Carrion

Carrion de Justin Shoulder par MAI Au Monument-National | Une étonnante performance solo futuriste

Justin Shoulder est un jeune artiste pluridisciplinaire venu de Sydney en Australie pour nous présenter une performance tout à fait surprenante inspirée des mythologies ancestrales queer de l’Asie-Pacifique. Son solo « Carrion », qu’offre MAI (Montréal Arts Interculturels) hors les murs au Monument-National, est une œuvre très personnelle à saisir au passage, comme un lien bizarroïde entre le passé et l’avenir des humains transfigurés par une évolution de moins en moins rassurante.

Au tout départ, comme c’est de plus en plus fréquent dans les salles de spectacles parallèles, une voix nous informe que nous sommes situés en territoire autochtone volé et qui n’a jamais été cédé.
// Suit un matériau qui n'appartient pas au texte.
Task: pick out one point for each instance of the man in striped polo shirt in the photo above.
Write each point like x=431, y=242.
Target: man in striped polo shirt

Tiohtia : ka, devenue Montréal, est reconnue historiquement comme lieu de rassemblement de plusieurs Premières Nations, notamment Abénakis, Algonquins, Anishinabek, Atikamekw et Hurons-Wendat. C’est là une précision respectueuse d’un passé douloureux qui n’est pas pour déplaire à Justin Shoulder.

L’artiste, tel une larve géante prisonnière dans une enveloppe boursoufflée qui rampe au sol, réussit à s’en extirper avec peine pour se transformer en une sorte d’oiseau préhistorique qui n’est pas sans évoquer la peinture de Bosch ou celle de Dali. Notre impact destructeur sur la planète est ensuite suggéré par l’expansion d’une immense structure en toile difforme qui se gonfle presque jusqu’à l’éclatement.

* Photo par Alex Davies.

Tout se passe lentement et au niveau du sol, comme quoi le performeur, malgré son croisement animal, ne peut arrêter le temps. À un certain moment, il dispose sur la scène sept petits oiseaux artificiels dont les piles leur permettent de diffuser des petits cris, pour mieux nous sensibiliser à leur sort, qui comme le nôtre, est en voie de disparition.

Le corps nu de l’artiste, avec des tatouages primitifs jusque sur ses jambes lisses, est le vecteur d’une beauté et d’une jeunesse en pleine perdition. Évoquant un squelette en devenir, Justin Shoulder s’attache aux bras et aux jambes des os humains, tout en émettant avec sa bouche des sons et des grognements empruntés au règne animal.

Aussi inquiétant soit-il, ce spectacle magnétique procure de très belles images scéniques, des figures hybrides soutenues par une musique apocalyptique, une chorégraphie sans équivalence et des habiles jeux d’éclairages à même le spectre post-humain qui nous interpelle. Ce Carrion, faisant moins d’une heure en scène, continue de nous hanter longtemps après.

* Photo par Bryony Jackson.

Justin Shoulder, qui s’adonne aussi à la sculpture et à la vidéo, se produit même, en plus des centres d’art renommés, dans des clubs de nuit, créant un effet certain qui provoque la réflexion avec ses créatures étranges dont les costumes et les prothèses sont fabriqués de façon artisanale, pour mieux s’animer ensuite avec leur propre langage gestuel. L’artiste, dont la réputation est enviable dans son pays, participera l’an prochain à la 22e Biennale de Sydney avec une nouvelle création qui pique la curiosité, sûrement avec raison.